How lethal is this 1-2 punch?
"Kobie and Jamal play off each other and complement each other in a way that makes our team extremely deadly from the perimeter," Toppert said.
Supplementary pieces have been key for this tandem.
As quickly as Eubanks and Gregory have meshed, they are flanked by Ole Miss-bound point guard JT Escobar. A first team Parade All-American in 2014, Escobar averaged 29.6 PPG during an illustrious stay at FAMU High.
They are flanked by Rhode Island-commit Leroy Butts, a hulking behemoth who had 12 points and nine boards during the 93-90 victory over Hargave Military Academy.
South Florida has also expressed interest in Gregory.
First-year head coach Orlando Antigua has hit the hotbeds aggressivley since supplanting Stan Heath following the Steve Masiello firestorm.

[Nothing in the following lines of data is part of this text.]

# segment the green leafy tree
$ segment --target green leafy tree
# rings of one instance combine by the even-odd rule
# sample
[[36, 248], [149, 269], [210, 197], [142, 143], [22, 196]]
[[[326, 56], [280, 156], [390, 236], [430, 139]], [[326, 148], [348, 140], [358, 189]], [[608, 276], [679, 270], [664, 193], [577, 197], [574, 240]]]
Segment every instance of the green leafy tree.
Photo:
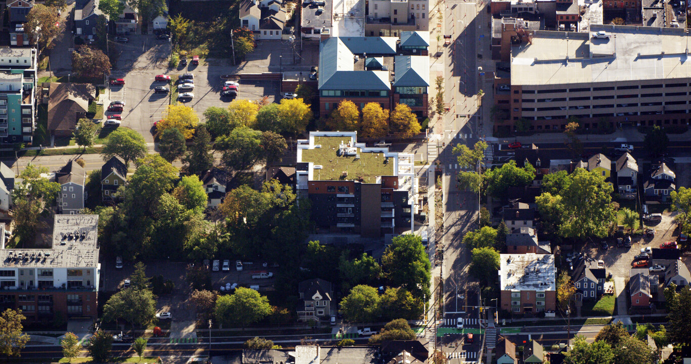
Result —
[[656, 125], [645, 134], [643, 144], [645, 150], [651, 153], [663, 153], [670, 145], [670, 138], [664, 128]]
[[254, 289], [238, 287], [231, 295], [218, 296], [214, 314], [219, 322], [244, 329], [269, 316], [272, 311], [266, 296]]
[[21, 311], [7, 309], [0, 315], [0, 354], [6, 356], [19, 356], [29, 341], [29, 335], [23, 334], [21, 321], [26, 317]]
[[223, 151], [223, 162], [235, 169], [252, 166], [264, 155], [261, 132], [247, 126], [236, 128], [230, 134], [216, 138], [216, 148]]
[[556, 195], [543, 193], [536, 198], [540, 214], [558, 227], [563, 238], [604, 238], [615, 222], [612, 186], [605, 177], [584, 169], [569, 175], [571, 183]]
[[144, 157], [148, 151], [146, 142], [141, 134], [132, 129], [118, 128], [108, 136], [101, 155], [104, 161], [120, 157], [129, 166], [131, 160]]
[[71, 363], [72, 359], [79, 356], [82, 352], [79, 339], [72, 332], [65, 334], [60, 341], [60, 346], [62, 347], [62, 356], [67, 358], [68, 363]]
[[360, 111], [350, 100], [341, 100], [337, 108], [331, 112], [329, 119], [332, 130], [356, 131], [360, 129]]
[[285, 138], [273, 131], [265, 131], [261, 133], [261, 146], [264, 149], [264, 156], [268, 164], [274, 161], [279, 160], [283, 152], [288, 146], [285, 144]]
[[419, 236], [394, 237], [381, 257], [381, 266], [392, 287], [403, 287], [417, 298], [430, 297], [430, 260]]
[[379, 334], [370, 336], [369, 344], [376, 345], [381, 344], [384, 341], [409, 341], [415, 338], [415, 332], [410, 328], [408, 321], [403, 318], [397, 318], [385, 325]]
[[188, 173], [200, 176], [214, 166], [211, 137], [203, 125], [197, 128], [192, 139], [192, 146], [183, 162], [187, 164]]
[[471, 253], [470, 273], [488, 285], [497, 278], [499, 253], [492, 247], [475, 248]]
[[420, 123], [413, 113], [410, 107], [403, 104], [398, 104], [391, 111], [389, 119], [389, 128], [392, 133], [400, 137], [409, 138], [420, 133]]
[[509, 187], [522, 187], [529, 185], [535, 179], [535, 168], [529, 163], [519, 168], [515, 160], [510, 160], [499, 168], [493, 168], [484, 173], [487, 192], [498, 198], [505, 198]]
[[204, 184], [195, 175], [183, 177], [173, 191], [173, 195], [187, 210], [201, 213], [207, 208], [208, 197]]
[[463, 237], [463, 244], [466, 245], [468, 250], [495, 247], [497, 244], [497, 231], [491, 227], [484, 227], [480, 230], [468, 231]]
[[589, 344], [585, 337], [576, 336], [571, 341], [573, 348], [567, 352], [564, 363], [567, 364], [614, 364], [614, 352], [609, 344], [596, 341]]
[[341, 300], [341, 309], [349, 322], [372, 322], [379, 316], [381, 301], [376, 288], [360, 285]]
[[86, 150], [87, 146], [93, 145], [96, 140], [96, 133], [99, 131], [98, 125], [92, 122], [88, 119], [82, 118], [77, 122], [77, 128], [75, 129], [72, 135], [75, 138], [75, 143], [81, 145]]
[[111, 60], [100, 49], [80, 46], [72, 52], [72, 70], [82, 77], [99, 77], [111, 74]]
[[111, 358], [113, 335], [99, 329], [86, 342], [86, 352], [96, 363], [106, 363]]
[[187, 151], [187, 146], [184, 143], [184, 137], [177, 128], [169, 128], [159, 137], [158, 152], [163, 159], [173, 163], [175, 160], [182, 157]]
[[125, 10], [125, 3], [120, 0], [100, 0], [98, 9], [110, 20], [117, 20]]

Antigua has already netted 6-foot-9 guard/forward forward Luis Montero, the Dominican Republic's most intriguing pro prospect since Felipe Lopez' Lebron James-like high school career at now-defunct Rice High School in Harlem.
Montero's eligibility may invite scrutiny. He spent two semesters at Westchester Community College--which shut down its basketball program following a sordid fake transcript scandal.
Several Westchester products, including troubled but promising 6-foot-8 St. John's signee Keith Thomas and Quinnipiac's Gio McLean, were ruled academically ineligible at their respective schools immediately following an investigation.
Gregory's continued growth, Toppert and Myers hope, is a harbinger of an instant impact at the ensuing level.
"His strengths are clearly on the defensive end," said Toppert.
"His early contributions will be felt in the energy categories or offensive rebounding, creating extra possessions, cutting for easy buckets and locking down his man. (Gregory) will get on the court right away because he can dominate a game without taking a single shot."